This project demonstrates the Random Pause method of performance tuning. In it we take a program distilled from the author's experience, and over a series of iterations, increase it's performance by about 2-3 orders of magnitude.
It is called CIM for Computer Integrated Manufacturing. Imagine a factory containing a number of workstations, for painting, machining, etc., and a material handling system that moves pieces of work (JOBS) from one workstation to the next. Each JOB consists of a series of batch operations (BOPS), and each BOP consists of a sequence of TASKS to be done at the workstations, interleaved with material handling (MH) steps be move each piece from one workstation to the next. These are done in parallel, to keep the equipment busy. Entry of new jobs is throttled, so it doesn't get clogged up with work.
This program simulates this system. The TASKS and MH movements don't actually happen, they are just enumerated, to simulate the whole system. Each time a JOB finishes, a message "Ack Job xxxx" is printed. Then at the end in prints out the average number of microseconds needed to simulate one job.
Remember, the purpose of this is to demonstrate how to speed up software. Most programs will have less room than this for speedup. Some will have more. Regardless, with this technique any program can be brought near to optimal.

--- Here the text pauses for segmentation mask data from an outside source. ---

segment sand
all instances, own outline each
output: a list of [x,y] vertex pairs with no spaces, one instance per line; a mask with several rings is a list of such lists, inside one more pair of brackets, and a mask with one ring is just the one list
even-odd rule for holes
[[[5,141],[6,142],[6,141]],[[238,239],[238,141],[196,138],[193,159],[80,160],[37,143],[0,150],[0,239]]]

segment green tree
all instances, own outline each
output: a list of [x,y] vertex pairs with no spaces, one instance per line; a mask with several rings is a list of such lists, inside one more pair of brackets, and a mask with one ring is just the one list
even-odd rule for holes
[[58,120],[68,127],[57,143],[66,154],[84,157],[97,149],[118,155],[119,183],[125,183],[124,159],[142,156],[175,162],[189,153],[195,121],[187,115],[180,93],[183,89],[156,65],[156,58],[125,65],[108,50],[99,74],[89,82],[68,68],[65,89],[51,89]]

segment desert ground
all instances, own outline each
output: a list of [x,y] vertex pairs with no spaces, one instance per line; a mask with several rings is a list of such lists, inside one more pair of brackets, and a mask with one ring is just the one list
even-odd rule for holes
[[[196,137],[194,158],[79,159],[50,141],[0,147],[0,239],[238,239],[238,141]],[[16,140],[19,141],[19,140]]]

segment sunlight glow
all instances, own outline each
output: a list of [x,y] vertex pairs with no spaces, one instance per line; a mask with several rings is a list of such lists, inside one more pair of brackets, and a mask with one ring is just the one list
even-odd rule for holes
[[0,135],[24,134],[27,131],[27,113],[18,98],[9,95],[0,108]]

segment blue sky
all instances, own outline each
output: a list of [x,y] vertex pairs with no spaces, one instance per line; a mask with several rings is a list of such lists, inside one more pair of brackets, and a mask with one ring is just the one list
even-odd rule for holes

In CIM2, the initial simulation, on my machine, the time is 2700 us/job, or just shy of 3 milliseconds. This is an average taken over 10,000 JOBs, so the actual wall clock time is 27 seconds. During that time, I randomly hit the pause button a few times. Each time, I capture the call stack. The stacks I captured are in the ReadMe.txt file in the project. There were 5 stack samples. Looking at the samples, it was evident that 3 out of the 5 samples were in the use of std::vector<T>. Two of them were from one function, and one was from another. They were all from different lines.
What can you conclude from this? Simply that roughly 60% of the time was going into vector<T> operations.
So the way I personally thought I would try to improve that was to switch to a different vector class, so CIM3 was the result of using CTypedPtrArray instead of vector. CIM3 achieves 1800 usec/job, roughly a 50% speedup, or a factor of 1.5.
Then I did the same thing to CIM3, taking 10 stack samples. 4 of them (roughly 40%) are spent calling the indexing operator on CTypedPtrArray, even though they were all done in different places. That suggests doing array indexing directly, not going through the indexing operator function. (It's fair to say that if I were doing a Release build, those would be inlined. The problem with that is it would be hard to do further sampling with a Release build, so I stayed with Debug. Clearly that's just a matter of strategy.)
So I did that, and that was CIM4. Now the performance was 1500 usec/job. That eliminated 300 out of 1800 usec, or about a 1/6 reduction in time. That's not as large as the roughly 40% that might have been eliminated, but I'll take it. That's a 1800/1500 = 1.2 or a 20% speedup.
Again I took 10 samples. 5 of them were in new/delete. 3 of them were in adding/removing items in the arrays. I thought I could save the new/delete time by keeping pools of used objects. I thought I could save the add/remove time by doing do-it-yourself linked lists rather than arrays. The result was CIM5. I actually did it in two stages. First I made the do-it-yourself linked lists, and the time dropped to 1300 usec/job. That's 1500/1300 = 1.15 or a 15% speedup. In the second stage I implemented the pooled objects. Then the time dropped to 440 usec/job.
That's 1300/440 = 2.95 = 195% speedup! (Overall now, the speedup is 2700/440 = 6.14)
Again, I took 5 samples. Three of them were in a macro called NTH that I had written for extracting the nth element of a linked list. That suggested rather than keeping an index into the linked list as if it were an array, keep a pointer into the list. It's only being incremented in a very simple way along the list. No more NTH.
The result was CIM6, with 140 usec/job. That's 440/140 = 3.14. (Overall speedup: 2700/140 = 19.3)
Now I took 4 samples, and every single one was somewhere in the "cout" call. So I thought I would see what would happen if I simply suppressed the output. When I did that, the time dropped to 3.7 usec/job. Now the overall speedup is 2700/3.7 = 730 !!
I could have kept going, but I stopped there.
What's the lesson to learn? This is a totally manual method, and it does not require fancy measurement. It does require reading the samples and understanding them. The profilers I've tried have been little or no help in suggesting to me what might profitably be changed. They seem to have the idea that performance opportunities are localized to specific routines, and if you agree with that, you would not have made more than a fraction of the changes that were made here. So if you are fond of a profiler, make sure it finds you enough compounded speedups to earn its keep.